Media report of Kenneth Wang maiden speech


New MP Kenneth Wang says it is somewhat ironic he is an Act Party member, given his family's background as high-ranking members of China's Communist Party.

Mr Wang, who gave his maiden speech in Parliament yesterday after last month replacing disgraced MP Donna Awatere Huata, told the Herald his father, Minqing Wang, was the private physician for Mao Zedong's wife, Jiang Qing, and treated other top communist officials, including Mao on some occasions.

And his grandfather, Shinying Wang, was a high-ranking soldier in the Red Army and held high positions in the communist Government. He died during the Cultural Revolution after being arrested and tortured by the communists.

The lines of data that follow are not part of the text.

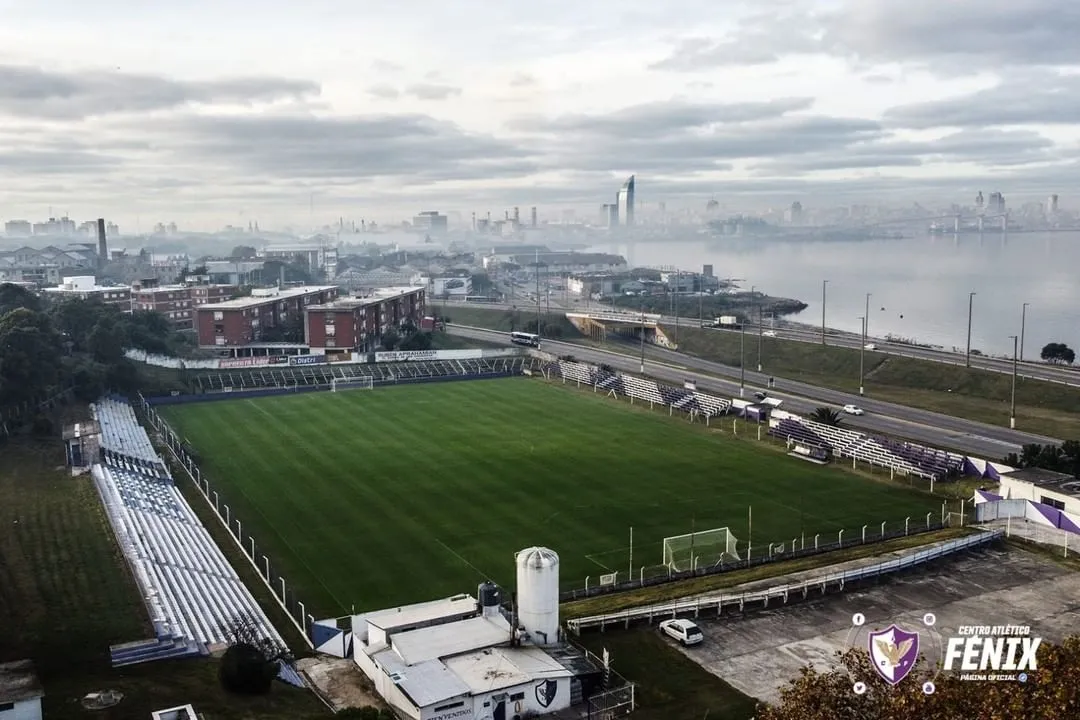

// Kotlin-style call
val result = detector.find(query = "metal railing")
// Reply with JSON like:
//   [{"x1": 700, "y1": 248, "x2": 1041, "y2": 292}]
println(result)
[{"x1": 566, "y1": 529, "x2": 1002, "y2": 633}]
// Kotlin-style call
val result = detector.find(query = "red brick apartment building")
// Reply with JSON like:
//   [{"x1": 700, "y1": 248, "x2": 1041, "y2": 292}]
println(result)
[
  {"x1": 196, "y1": 285, "x2": 339, "y2": 349},
  {"x1": 305, "y1": 286, "x2": 425, "y2": 355},
  {"x1": 132, "y1": 280, "x2": 236, "y2": 330}
]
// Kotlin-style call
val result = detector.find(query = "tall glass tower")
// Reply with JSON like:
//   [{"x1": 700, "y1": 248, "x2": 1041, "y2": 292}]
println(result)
[{"x1": 617, "y1": 175, "x2": 635, "y2": 226}]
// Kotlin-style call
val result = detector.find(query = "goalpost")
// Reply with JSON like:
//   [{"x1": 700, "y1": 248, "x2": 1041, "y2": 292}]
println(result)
[
  {"x1": 330, "y1": 376, "x2": 374, "y2": 392},
  {"x1": 662, "y1": 527, "x2": 741, "y2": 572}
]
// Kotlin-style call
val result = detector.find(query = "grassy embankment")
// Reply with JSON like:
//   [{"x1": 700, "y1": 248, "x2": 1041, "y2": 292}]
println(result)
[
  {"x1": 443, "y1": 306, "x2": 1080, "y2": 440},
  {"x1": 0, "y1": 439, "x2": 328, "y2": 720}
]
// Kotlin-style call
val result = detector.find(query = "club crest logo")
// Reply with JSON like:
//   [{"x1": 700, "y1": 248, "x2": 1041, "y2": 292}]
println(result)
[
  {"x1": 535, "y1": 679, "x2": 557, "y2": 708},
  {"x1": 868, "y1": 624, "x2": 920, "y2": 685}
]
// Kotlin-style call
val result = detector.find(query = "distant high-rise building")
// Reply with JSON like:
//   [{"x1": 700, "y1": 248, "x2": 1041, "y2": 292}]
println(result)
[
  {"x1": 987, "y1": 192, "x2": 1005, "y2": 215},
  {"x1": 787, "y1": 201, "x2": 803, "y2": 225},
  {"x1": 1048, "y1": 194, "x2": 1059, "y2": 213},
  {"x1": 513, "y1": 207, "x2": 520, "y2": 224},
  {"x1": 530, "y1": 206, "x2": 537, "y2": 227},
  {"x1": 975, "y1": 191, "x2": 984, "y2": 210},
  {"x1": 703, "y1": 264, "x2": 714, "y2": 278},
  {"x1": 616, "y1": 175, "x2": 635, "y2": 226}
]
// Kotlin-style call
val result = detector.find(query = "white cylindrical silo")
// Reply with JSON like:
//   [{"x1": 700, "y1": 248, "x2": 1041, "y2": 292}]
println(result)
[{"x1": 515, "y1": 547, "x2": 560, "y2": 645}]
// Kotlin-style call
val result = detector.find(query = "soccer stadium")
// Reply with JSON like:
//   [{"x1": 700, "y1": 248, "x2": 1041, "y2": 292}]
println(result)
[{"x1": 147, "y1": 356, "x2": 948, "y2": 620}]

In yesterday's speech, Kenneth Wang said he followed in the "proud footsteps" of his parents and grandparents, who devoted their lives to striving for a fair and prosperous society.

"For them, their battle for what was right cost them considerably."

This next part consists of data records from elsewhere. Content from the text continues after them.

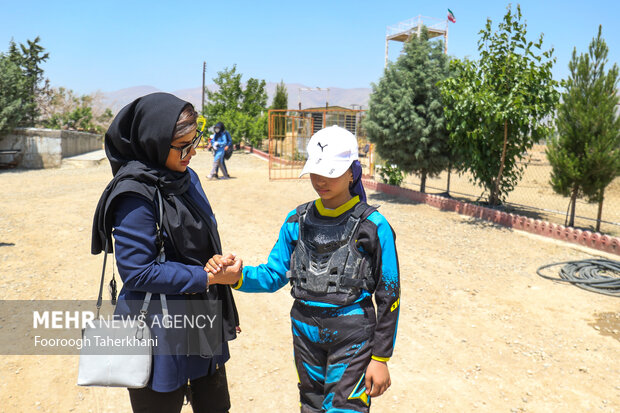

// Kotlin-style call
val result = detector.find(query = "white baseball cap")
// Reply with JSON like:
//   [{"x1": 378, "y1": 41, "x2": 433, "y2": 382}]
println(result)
[{"x1": 299, "y1": 125, "x2": 359, "y2": 178}]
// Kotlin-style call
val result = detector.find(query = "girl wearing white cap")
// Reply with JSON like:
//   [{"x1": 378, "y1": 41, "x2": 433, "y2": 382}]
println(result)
[{"x1": 209, "y1": 125, "x2": 400, "y2": 412}]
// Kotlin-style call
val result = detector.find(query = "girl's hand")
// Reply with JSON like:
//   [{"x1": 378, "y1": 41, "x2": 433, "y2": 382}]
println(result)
[
  {"x1": 205, "y1": 254, "x2": 243, "y2": 285},
  {"x1": 364, "y1": 359, "x2": 391, "y2": 397}
]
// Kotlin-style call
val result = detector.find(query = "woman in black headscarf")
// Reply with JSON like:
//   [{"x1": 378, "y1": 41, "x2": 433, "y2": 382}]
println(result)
[
  {"x1": 92, "y1": 93, "x2": 241, "y2": 413},
  {"x1": 206, "y1": 121, "x2": 231, "y2": 179}
]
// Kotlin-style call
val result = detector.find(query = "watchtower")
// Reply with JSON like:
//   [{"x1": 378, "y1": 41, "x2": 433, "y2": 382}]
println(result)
[{"x1": 385, "y1": 15, "x2": 448, "y2": 66}]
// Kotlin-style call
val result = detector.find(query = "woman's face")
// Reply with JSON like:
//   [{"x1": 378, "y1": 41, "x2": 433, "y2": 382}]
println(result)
[{"x1": 165, "y1": 128, "x2": 197, "y2": 172}]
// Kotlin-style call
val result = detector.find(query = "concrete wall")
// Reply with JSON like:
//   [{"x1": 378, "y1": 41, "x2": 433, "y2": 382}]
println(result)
[{"x1": 0, "y1": 128, "x2": 102, "y2": 169}]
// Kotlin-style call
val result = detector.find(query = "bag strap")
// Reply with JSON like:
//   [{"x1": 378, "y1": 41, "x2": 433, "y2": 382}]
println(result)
[
  {"x1": 95, "y1": 239, "x2": 109, "y2": 318},
  {"x1": 95, "y1": 188, "x2": 168, "y2": 318},
  {"x1": 152, "y1": 188, "x2": 168, "y2": 316},
  {"x1": 155, "y1": 188, "x2": 166, "y2": 262},
  {"x1": 140, "y1": 292, "x2": 168, "y2": 318}
]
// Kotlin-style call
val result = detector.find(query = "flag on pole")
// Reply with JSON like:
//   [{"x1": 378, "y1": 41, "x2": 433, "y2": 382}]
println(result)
[{"x1": 447, "y1": 9, "x2": 456, "y2": 23}]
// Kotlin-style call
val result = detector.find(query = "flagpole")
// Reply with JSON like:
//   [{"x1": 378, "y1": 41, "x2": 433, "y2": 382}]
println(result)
[
  {"x1": 445, "y1": 20, "x2": 449, "y2": 54},
  {"x1": 446, "y1": 8, "x2": 455, "y2": 54}
]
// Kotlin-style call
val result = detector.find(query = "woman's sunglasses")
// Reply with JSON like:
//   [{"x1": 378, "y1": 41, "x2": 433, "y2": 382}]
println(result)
[{"x1": 170, "y1": 130, "x2": 203, "y2": 160}]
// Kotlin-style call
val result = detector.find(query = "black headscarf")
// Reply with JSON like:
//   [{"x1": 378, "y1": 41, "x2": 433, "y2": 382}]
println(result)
[
  {"x1": 91, "y1": 92, "x2": 238, "y2": 343},
  {"x1": 213, "y1": 121, "x2": 225, "y2": 138}
]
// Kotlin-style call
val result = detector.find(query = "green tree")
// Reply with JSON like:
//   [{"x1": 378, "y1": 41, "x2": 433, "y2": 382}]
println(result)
[
  {"x1": 204, "y1": 65, "x2": 243, "y2": 120},
  {"x1": 204, "y1": 65, "x2": 268, "y2": 147},
  {"x1": 0, "y1": 53, "x2": 29, "y2": 135},
  {"x1": 241, "y1": 77, "x2": 268, "y2": 146},
  {"x1": 0, "y1": 37, "x2": 49, "y2": 134},
  {"x1": 547, "y1": 25, "x2": 620, "y2": 229},
  {"x1": 8, "y1": 37, "x2": 49, "y2": 125},
  {"x1": 242, "y1": 77, "x2": 268, "y2": 117},
  {"x1": 271, "y1": 80, "x2": 288, "y2": 111},
  {"x1": 40, "y1": 87, "x2": 113, "y2": 133},
  {"x1": 364, "y1": 27, "x2": 452, "y2": 192},
  {"x1": 441, "y1": 5, "x2": 559, "y2": 205}
]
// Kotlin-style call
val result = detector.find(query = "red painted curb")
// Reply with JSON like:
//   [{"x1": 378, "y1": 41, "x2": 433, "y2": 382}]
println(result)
[
  {"x1": 359, "y1": 178, "x2": 619, "y2": 256},
  {"x1": 599, "y1": 235, "x2": 611, "y2": 253},
  {"x1": 589, "y1": 233, "x2": 600, "y2": 249},
  {"x1": 579, "y1": 230, "x2": 590, "y2": 246},
  {"x1": 242, "y1": 145, "x2": 270, "y2": 160},
  {"x1": 539, "y1": 220, "x2": 547, "y2": 235}
]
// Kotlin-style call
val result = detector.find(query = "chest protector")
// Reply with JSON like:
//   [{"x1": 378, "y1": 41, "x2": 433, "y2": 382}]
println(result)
[{"x1": 287, "y1": 201, "x2": 377, "y2": 306}]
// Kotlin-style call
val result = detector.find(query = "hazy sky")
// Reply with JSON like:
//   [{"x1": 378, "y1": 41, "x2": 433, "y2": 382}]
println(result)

Mr Wang, 49, who is the country's first male Chinese MP, said his father and grandfather were great followers of what they believed in and were committed to building a better society.

He said his 76-year-old father, who previously lived in New Zealand but has returned to China, supported him in his political career and supported the Act Party.

"He has been a lifetime communist member and still is. But China has introduced a market economy, and now rewards whoever works hard. And he thinks the Act Party is promoting the same thing. It is quite ironic."

During the speech, Mr Wang made an apparent reference to New Zealand First MP Winston Peters saying: "A few years ago I was one of many Asian New Zealanders who was deeply hurt by one politician's statements implying that we were responsible for every evil in this land."

Mr Wang said Act was the first party to publicly condemn such attacks.

"In reality, Asian New Zealanders have made a huge contribution to this country since first arriving for the Otago gold rush. Without immigration this country would be a much poorer place both economically and culturally," he said.